There was something almost threatening in his words. His eyes were held by an approaching figure. She looked towards the ring-fence which bordered the park. Mr. Endacott had just passed through a little gate and was advancing towards them. In his rather sombre attire and drooping black felt hat, he presented a strange appearance; an appearance half grotesque, half sinister. With expressionless face, he shook hands with Sir Bertram, who came forward to meet him. Although the sun was still very powerful, his cheeks were colourless, he showed no sign of unusual warmth.

“I regret my tardiness,” he said, in reply to some polite speech from his host. “I became absorbed in some work. I failed to notice the hour.”

Sir Bertram led him away to be introduced to his sister. Claire was suddenly aware that her companion had lapsed into speechlessness. His eyes had followed the newcomer’s every movement. They were fixed upon him now in a curious, set gaze. There was an expression in his eyes and about his mouth, which, for a moment, made her shiver.

“Mr. Ballaston!” she exclaimed.

He did not appear to hear her. Instead, he seemed to be muttering something to himself. She saw his lips move but heard no sound.

“Mr. Ballaston!” she repeated.

He was himself again. He rose to his feet.

“I beg your pardon,” he apologised. “I permitted my attention to wander.
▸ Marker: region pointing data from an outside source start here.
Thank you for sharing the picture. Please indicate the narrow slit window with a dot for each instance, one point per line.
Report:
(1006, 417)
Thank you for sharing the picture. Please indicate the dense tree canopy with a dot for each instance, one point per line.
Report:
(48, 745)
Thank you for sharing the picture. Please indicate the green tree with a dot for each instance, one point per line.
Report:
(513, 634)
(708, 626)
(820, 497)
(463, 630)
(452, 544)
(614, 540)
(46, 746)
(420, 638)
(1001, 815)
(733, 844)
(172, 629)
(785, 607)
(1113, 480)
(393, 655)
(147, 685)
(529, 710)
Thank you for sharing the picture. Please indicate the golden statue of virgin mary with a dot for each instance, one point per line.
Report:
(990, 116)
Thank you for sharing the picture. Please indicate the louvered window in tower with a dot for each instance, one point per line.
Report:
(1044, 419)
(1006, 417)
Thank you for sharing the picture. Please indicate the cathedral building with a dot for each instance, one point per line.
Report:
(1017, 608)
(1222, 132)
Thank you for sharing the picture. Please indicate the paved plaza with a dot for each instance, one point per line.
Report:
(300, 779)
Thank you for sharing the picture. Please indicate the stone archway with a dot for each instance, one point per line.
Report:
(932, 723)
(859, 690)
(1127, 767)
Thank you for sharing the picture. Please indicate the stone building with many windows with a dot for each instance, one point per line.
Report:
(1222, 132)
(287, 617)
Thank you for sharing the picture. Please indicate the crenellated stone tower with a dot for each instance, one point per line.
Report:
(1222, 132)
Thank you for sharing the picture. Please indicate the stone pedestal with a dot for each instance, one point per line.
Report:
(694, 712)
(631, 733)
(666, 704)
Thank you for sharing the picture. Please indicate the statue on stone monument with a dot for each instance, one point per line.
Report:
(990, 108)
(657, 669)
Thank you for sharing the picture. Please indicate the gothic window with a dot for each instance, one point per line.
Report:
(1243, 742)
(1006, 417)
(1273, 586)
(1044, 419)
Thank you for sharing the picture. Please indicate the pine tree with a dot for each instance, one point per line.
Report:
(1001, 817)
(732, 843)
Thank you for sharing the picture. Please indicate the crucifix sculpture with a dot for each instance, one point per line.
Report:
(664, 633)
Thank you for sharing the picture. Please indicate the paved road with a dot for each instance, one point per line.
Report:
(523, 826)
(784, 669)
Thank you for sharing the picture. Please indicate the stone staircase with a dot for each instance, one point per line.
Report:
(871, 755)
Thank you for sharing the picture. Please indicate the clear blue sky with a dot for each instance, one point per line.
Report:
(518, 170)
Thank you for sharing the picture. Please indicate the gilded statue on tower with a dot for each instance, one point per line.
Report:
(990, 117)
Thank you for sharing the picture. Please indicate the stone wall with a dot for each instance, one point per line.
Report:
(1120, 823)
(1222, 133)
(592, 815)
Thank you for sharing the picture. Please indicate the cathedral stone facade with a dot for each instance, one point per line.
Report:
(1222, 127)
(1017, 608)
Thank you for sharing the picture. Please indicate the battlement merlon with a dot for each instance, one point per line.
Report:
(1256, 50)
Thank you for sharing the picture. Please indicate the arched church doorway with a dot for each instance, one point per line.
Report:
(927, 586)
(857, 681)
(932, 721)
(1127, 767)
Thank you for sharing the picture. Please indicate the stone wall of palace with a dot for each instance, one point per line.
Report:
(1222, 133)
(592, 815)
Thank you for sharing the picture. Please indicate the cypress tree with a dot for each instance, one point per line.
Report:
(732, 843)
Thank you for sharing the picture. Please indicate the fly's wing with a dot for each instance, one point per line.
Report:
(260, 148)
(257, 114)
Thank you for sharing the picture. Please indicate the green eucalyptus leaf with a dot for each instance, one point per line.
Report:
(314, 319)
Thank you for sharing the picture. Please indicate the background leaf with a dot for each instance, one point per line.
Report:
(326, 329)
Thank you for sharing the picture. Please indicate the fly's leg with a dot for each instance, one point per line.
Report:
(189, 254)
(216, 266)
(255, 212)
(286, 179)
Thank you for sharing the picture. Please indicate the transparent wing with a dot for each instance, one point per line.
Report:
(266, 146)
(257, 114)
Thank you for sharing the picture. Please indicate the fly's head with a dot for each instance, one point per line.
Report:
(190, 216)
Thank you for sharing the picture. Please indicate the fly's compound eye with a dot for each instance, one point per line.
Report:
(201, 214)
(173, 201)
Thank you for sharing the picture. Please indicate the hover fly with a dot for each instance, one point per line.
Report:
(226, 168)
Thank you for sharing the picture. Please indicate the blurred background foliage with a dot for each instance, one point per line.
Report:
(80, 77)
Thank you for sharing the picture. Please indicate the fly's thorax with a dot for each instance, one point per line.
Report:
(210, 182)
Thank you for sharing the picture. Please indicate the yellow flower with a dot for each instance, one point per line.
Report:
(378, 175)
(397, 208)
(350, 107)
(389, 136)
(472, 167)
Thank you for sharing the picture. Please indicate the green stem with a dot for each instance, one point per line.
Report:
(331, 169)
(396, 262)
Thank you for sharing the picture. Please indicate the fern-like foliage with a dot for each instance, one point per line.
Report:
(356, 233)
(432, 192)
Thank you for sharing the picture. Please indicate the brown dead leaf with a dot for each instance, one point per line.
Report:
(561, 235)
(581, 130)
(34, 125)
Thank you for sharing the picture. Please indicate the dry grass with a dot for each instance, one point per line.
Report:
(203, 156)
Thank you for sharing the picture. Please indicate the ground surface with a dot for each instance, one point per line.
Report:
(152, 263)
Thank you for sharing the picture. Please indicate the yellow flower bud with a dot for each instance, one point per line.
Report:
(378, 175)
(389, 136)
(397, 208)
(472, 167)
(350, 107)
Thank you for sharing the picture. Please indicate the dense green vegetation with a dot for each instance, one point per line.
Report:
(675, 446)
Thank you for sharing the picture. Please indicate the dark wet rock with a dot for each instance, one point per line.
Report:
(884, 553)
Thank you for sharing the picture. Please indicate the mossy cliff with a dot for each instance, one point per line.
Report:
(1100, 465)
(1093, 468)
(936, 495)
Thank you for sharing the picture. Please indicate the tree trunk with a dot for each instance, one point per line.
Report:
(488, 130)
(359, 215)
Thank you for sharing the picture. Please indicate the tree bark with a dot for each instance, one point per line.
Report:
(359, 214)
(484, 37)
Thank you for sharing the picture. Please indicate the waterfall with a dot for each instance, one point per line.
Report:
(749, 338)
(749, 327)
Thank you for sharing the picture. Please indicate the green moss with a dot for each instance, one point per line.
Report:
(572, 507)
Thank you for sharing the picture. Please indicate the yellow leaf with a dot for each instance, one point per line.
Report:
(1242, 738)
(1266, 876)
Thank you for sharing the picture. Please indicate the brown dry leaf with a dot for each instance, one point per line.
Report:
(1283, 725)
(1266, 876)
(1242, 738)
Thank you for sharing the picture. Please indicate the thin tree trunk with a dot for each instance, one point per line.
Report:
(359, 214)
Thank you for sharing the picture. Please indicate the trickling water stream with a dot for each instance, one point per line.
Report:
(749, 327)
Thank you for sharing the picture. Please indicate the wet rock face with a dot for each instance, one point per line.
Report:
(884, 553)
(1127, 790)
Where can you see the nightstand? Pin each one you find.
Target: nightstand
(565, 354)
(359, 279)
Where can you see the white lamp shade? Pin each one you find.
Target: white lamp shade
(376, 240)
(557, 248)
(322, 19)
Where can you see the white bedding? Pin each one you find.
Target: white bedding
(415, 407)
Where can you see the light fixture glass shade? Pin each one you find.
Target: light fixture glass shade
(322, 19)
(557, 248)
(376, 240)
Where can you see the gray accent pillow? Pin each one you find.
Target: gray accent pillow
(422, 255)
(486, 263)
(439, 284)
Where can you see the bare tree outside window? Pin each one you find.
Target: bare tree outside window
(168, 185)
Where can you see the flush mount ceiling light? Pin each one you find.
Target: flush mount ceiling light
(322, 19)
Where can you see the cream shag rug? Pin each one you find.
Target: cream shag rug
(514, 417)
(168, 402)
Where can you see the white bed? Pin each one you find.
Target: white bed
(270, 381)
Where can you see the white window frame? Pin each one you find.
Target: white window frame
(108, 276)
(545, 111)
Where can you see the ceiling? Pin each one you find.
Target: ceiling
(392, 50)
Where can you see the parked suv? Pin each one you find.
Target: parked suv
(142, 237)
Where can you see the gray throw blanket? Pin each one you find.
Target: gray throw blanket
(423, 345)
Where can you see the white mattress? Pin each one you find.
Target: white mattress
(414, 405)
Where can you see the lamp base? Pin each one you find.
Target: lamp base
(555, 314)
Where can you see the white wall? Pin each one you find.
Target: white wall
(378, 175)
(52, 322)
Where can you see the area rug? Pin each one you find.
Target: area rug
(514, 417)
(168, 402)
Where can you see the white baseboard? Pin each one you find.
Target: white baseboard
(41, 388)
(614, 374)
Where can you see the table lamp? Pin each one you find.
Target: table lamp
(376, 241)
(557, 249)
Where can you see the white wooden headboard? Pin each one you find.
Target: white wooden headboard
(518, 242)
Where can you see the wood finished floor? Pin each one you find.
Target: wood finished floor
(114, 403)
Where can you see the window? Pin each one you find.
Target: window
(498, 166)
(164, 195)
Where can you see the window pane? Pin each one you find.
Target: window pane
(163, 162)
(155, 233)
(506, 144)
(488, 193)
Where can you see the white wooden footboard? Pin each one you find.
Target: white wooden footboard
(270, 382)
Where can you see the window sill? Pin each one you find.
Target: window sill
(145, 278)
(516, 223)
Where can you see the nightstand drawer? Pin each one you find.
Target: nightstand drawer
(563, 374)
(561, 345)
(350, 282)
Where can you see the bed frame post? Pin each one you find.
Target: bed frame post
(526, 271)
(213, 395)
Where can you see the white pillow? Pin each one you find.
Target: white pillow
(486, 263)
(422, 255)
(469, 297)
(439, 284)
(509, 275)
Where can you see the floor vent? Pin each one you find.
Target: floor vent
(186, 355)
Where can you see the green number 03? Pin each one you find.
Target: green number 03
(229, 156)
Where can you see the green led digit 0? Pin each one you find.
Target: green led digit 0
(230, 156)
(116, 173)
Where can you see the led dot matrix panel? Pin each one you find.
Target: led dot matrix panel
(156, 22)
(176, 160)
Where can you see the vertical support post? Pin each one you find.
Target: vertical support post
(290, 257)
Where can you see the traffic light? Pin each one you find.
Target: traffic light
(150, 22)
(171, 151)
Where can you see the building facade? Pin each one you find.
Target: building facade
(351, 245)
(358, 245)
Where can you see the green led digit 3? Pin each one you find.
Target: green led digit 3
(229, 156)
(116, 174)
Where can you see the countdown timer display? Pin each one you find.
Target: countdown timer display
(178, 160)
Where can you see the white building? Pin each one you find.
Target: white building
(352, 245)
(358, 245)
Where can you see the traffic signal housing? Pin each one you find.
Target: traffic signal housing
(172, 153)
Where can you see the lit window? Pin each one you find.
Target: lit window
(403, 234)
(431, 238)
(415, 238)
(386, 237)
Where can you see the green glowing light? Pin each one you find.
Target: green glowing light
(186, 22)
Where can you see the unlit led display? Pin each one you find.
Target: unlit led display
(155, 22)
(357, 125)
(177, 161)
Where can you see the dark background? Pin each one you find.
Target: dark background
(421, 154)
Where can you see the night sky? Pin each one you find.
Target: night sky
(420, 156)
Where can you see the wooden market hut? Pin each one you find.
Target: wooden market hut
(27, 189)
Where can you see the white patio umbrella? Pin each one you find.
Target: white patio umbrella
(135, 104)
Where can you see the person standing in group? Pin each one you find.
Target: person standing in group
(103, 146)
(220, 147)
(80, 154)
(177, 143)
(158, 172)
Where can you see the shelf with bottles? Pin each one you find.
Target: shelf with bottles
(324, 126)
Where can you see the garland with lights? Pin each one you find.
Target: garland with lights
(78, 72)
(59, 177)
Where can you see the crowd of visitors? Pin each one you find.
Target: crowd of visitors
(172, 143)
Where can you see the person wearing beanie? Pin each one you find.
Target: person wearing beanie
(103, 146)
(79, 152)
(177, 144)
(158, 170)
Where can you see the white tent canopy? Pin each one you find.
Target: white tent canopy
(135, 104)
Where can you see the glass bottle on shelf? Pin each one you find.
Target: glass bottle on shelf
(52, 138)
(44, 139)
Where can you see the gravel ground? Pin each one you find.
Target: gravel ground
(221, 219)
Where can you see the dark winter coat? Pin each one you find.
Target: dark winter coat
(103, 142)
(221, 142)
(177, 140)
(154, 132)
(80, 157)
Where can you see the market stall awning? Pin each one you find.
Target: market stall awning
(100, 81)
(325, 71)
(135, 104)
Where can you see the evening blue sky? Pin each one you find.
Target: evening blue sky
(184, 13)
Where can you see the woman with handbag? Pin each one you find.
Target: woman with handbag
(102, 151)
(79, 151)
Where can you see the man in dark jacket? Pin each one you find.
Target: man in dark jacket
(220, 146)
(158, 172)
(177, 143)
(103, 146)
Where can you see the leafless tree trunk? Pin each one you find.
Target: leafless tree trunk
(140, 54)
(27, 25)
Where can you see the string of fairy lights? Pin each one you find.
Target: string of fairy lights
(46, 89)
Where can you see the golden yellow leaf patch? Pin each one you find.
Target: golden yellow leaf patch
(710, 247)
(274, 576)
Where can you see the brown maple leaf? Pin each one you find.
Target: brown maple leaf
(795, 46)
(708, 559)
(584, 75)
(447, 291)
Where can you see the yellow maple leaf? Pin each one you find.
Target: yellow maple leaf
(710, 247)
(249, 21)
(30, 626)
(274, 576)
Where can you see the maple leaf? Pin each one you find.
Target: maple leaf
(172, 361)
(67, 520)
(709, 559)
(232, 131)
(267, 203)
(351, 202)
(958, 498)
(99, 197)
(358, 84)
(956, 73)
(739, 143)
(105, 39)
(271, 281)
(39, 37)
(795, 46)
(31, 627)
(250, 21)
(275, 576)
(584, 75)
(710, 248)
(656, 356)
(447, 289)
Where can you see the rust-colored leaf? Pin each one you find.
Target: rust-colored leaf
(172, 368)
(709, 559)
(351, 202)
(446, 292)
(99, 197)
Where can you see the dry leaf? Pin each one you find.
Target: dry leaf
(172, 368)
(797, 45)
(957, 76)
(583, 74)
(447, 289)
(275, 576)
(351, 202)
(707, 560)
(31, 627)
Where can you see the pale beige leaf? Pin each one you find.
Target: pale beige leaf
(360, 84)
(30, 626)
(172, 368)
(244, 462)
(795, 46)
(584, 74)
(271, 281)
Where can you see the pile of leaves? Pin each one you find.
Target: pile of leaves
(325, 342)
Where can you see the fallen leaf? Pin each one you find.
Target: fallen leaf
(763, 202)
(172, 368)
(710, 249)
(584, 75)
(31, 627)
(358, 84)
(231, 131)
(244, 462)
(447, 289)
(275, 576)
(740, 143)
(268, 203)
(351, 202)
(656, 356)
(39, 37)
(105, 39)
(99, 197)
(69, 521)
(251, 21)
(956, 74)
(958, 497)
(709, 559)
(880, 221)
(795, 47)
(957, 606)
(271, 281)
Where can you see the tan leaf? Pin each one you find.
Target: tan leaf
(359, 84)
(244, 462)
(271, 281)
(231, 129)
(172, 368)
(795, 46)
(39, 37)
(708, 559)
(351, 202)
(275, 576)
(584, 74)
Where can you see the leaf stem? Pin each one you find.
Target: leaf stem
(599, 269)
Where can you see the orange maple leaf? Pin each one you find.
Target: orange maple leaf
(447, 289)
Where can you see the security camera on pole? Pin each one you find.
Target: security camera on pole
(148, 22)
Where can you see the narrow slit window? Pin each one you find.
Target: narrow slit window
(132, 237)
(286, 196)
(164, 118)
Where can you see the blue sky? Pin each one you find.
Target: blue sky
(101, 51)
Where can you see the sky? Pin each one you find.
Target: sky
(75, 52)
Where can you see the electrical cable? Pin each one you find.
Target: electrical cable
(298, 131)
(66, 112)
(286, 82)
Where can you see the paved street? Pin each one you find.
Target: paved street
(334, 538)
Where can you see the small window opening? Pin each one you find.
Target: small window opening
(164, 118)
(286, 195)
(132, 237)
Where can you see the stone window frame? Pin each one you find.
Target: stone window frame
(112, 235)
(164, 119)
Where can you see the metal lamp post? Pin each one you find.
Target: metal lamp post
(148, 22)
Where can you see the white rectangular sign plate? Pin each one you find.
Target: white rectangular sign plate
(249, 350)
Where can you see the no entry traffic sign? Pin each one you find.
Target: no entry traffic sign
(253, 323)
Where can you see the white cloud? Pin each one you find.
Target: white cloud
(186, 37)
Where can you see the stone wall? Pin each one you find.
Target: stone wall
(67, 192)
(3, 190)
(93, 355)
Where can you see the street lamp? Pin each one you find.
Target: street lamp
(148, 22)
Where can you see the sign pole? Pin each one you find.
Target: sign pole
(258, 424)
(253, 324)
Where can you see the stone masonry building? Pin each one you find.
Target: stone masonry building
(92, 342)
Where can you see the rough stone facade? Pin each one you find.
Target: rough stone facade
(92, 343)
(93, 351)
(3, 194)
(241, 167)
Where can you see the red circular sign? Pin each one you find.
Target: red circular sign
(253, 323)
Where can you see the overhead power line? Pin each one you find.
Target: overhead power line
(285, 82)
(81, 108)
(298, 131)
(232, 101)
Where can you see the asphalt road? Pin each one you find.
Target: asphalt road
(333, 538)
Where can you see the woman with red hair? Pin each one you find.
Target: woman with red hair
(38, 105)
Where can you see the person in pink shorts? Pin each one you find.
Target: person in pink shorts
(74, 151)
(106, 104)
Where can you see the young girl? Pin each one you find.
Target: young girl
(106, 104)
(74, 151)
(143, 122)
The coming of your uncle reminds me of a task which I still have to perform.”

He left her with a little bow, and turning towards the house, stiff, formal, precise, keeping always in the middle of the path and ascending the grey stone steps with measured tread, disappeared a few moments later through the wide-flung oak doors. She watched him until he was out of sight, unaccountably disturbed. Then Gregory came and claimed her. There was to be still another set of tennis.